The next 6 or 7 km to Hollingbourne followed a pattern, a lot of uphill walking, following a descent, generally on muddy paths, though occasionally there were some small sections on minor roads. At one point it started to rain so I paused to put on my waterproofs this being a delicate operation as my boots were so muddy, that I had to take them off to allow my waterproof trousers to be put on without getting totally muddy. By the time I’d put them on the rain had stopped but looking at the now overcast skies I thought it wise to keep them on. There were few people about but I did get overtaken by some mountain bikers and had a chat with them, they were both covered in mud but seemed to be enjoying themselves. In some places the mud on the trail was deep and following the mountain bikers it had been freshly churned, though in some areas there were motorbike tracks, they were too wide to be from bike tyres.
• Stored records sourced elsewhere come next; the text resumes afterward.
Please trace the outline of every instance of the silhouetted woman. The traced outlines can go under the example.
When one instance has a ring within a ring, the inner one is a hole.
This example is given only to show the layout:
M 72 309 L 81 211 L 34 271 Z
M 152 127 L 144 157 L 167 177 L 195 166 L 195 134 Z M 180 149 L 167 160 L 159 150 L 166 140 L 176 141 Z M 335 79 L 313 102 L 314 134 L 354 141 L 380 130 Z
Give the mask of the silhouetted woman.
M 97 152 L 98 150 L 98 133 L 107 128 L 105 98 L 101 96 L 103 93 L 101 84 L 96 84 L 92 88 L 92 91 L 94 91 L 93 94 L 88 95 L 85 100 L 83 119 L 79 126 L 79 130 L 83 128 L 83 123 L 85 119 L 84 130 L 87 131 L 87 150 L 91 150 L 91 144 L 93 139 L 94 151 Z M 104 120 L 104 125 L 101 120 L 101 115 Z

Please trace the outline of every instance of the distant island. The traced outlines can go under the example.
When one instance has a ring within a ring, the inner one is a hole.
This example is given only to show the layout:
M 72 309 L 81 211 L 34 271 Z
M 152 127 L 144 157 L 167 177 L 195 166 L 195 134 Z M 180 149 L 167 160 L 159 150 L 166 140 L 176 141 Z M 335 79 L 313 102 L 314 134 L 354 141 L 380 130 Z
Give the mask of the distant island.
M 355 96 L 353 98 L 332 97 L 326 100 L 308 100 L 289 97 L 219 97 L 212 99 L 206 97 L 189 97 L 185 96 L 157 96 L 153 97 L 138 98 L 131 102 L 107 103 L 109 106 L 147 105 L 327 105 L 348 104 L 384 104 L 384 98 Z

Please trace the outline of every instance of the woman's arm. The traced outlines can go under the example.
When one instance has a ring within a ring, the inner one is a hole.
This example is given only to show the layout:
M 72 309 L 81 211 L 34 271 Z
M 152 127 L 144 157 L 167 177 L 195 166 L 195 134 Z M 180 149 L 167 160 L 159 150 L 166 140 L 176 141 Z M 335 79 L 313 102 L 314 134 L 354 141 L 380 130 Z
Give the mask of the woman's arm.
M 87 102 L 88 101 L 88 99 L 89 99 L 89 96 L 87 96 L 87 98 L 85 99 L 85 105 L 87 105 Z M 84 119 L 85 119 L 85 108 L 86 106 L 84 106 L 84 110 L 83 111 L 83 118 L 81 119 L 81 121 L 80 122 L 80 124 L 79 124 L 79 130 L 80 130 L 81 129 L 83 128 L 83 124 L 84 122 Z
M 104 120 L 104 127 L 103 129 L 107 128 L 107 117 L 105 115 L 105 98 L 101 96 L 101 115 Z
I don’t think footpaths are mean’t to be used by motorbikes and this had probably contributed to the overwhelming availability of mud. A little way outside of Hollingbourne it started to rain again and I thought about ending the day here but decided to keep going at least to Harrietsham which was another 5 km or so. The Dirty Habit pub at Hollingbourne seemed to be quite busy, it had had an upgrade since I was last here with an outside area, a paint job and some mural painted on the side of it.
The route from Hollingbourne continued along the Pilgrims Way mainly on bridleways, some of which were on metalled roads and some on muddy tracks, I was tired by now but thought that getting to Harrietsham would be no problem, as it was only about 3 km. After a few 100 metres the rain increased, this coupled with tunnel like trees on either side of the bridleway made the day seem very dark and gloomy and visibility became quite restricted. I was passed a couple of times by 4 x 4 drivers coming towards me, the track not being wide enough for them to pass so I had to clamber up the banks. The bridleway continued in a series of slight descents and ascents, small streams forming on some of them. I decided to finish the day at Harrietsham, the rain and gloom had defeated me but as I approached the road to get to the village, the weather made an abrupt change, the rain stopped and gradually a bright blue sky emerged from the grey skies. This had a really uplifting affect on me and I decided to continue on to the village of Lenham another 3 km or so from where I was.
The last part of the day was still on the Pilgrims Way but on a metalled track so the walking was easy, though my feet and legs were feeling quite tired by now. I passed a wooden sculpture of Brother Percival from the Canterbury Tales, and later a massive pile of flints on the edge of one field near the appropriately named Flint Lane. The sky was wonderfully bright now, with a clear blue sky, though by the time I reached the footpath for Lenham it was dusk. I hurried across a muddy field, eating my last filo pastry and cleaned my boots in some puddles before heading off to the train station, just managing to buy my ticket in time for the train.